Accelerating the protein transition poses a complex systemic problem. It requires coordinated interventions by governments, companies, consumers and citizen initiatives. Research has shown the pivotal role of supply chains and economic instruments but has also established the need to look beyond the market to have a real impact on the protein transition. Without additional interventions, focusing on prices and markets can be detrimental to consumers (after all, food is a primary necessity of life), producers, and the environment.

Acceleration requires a complex web of supply chain changes and must consider market distortions, the role of social movements, joint management of agriculture, environment and resources, health benefits and concerns, consumer acceptance and resistance, regulatory challenges and fairness. This complexity underlines the need for comprehensive solutions that address all these aspects rather than quick fixes that focus only on individual aspects. 
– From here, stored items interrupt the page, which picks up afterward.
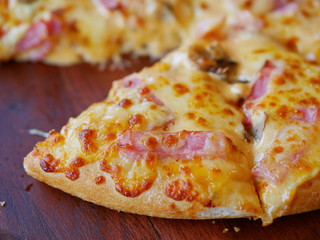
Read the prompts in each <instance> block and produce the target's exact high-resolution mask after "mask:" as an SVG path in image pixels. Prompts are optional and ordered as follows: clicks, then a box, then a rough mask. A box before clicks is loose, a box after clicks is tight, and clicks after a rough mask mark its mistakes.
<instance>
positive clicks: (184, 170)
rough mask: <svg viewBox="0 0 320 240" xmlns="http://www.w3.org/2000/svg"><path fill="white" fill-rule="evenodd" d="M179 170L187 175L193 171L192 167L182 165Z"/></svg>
mask: <svg viewBox="0 0 320 240" xmlns="http://www.w3.org/2000/svg"><path fill="white" fill-rule="evenodd" d="M179 171H180V172H181V173H184V174H185V175H187V176H189V175H190V173H191V169H190V168H189V167H188V166H181V167H180V169H179Z"/></svg>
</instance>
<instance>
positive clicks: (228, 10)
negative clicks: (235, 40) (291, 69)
mask: <svg viewBox="0 0 320 240" xmlns="http://www.w3.org/2000/svg"><path fill="white" fill-rule="evenodd" d="M222 11H224V12H225V13H226V14H227V15H228V18H229V21H230V23H231V24H233V25H234V26H237V27H238V28H240V29H241V28H242V29H243V28H246V29H248V28H249V29H252V30H255V31H259V32H261V33H263V34H266V35H268V36H269V37H272V38H273V39H274V40H276V41H278V42H279V43H281V44H283V45H285V46H286V47H287V48H288V49H290V50H292V51H294V52H297V53H299V54H301V55H302V56H303V57H304V58H306V59H307V60H309V61H310V62H315V63H319V62H320V38H319V27H318V23H319V22H320V3H319V1H318V0H257V1H250V0H249V1H248V0H227V1H223V8H222Z"/></svg>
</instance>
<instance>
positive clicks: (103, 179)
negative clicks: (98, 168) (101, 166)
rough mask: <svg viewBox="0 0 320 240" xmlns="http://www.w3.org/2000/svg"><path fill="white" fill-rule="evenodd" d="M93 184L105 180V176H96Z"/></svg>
mask: <svg viewBox="0 0 320 240" xmlns="http://www.w3.org/2000/svg"><path fill="white" fill-rule="evenodd" d="M94 182H95V184H97V185H100V184H103V183H105V182H106V178H105V177H104V176H98V177H96V178H95V180H94Z"/></svg>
In this project, SEVEN explores the viability of economic instruments like pricing to accelerate the protein transition. It will do so in a transdisciplinary approach, involving disciplines such as economics, social psychology, business administration, political science, law, and humanities, combined with knowledge from the natural and health sciences on possible innovations of plant-based diets.  

We will work with key stakeholders, including (local) government and policy makers, farmers and producers, retailers, consumers, investors, and advocacy groups. In participatory formats, they will be involved in identifying possible solutions and barriers and testing what type of interventions may work.

The project aims to produce concrete results that show stakeholders which combinations of interventions can help accelerate the transition to more plant-based nutrition, and how adjustments in supply chains, markets, behaviour and management of agriculture, environment and resources can contribute to this.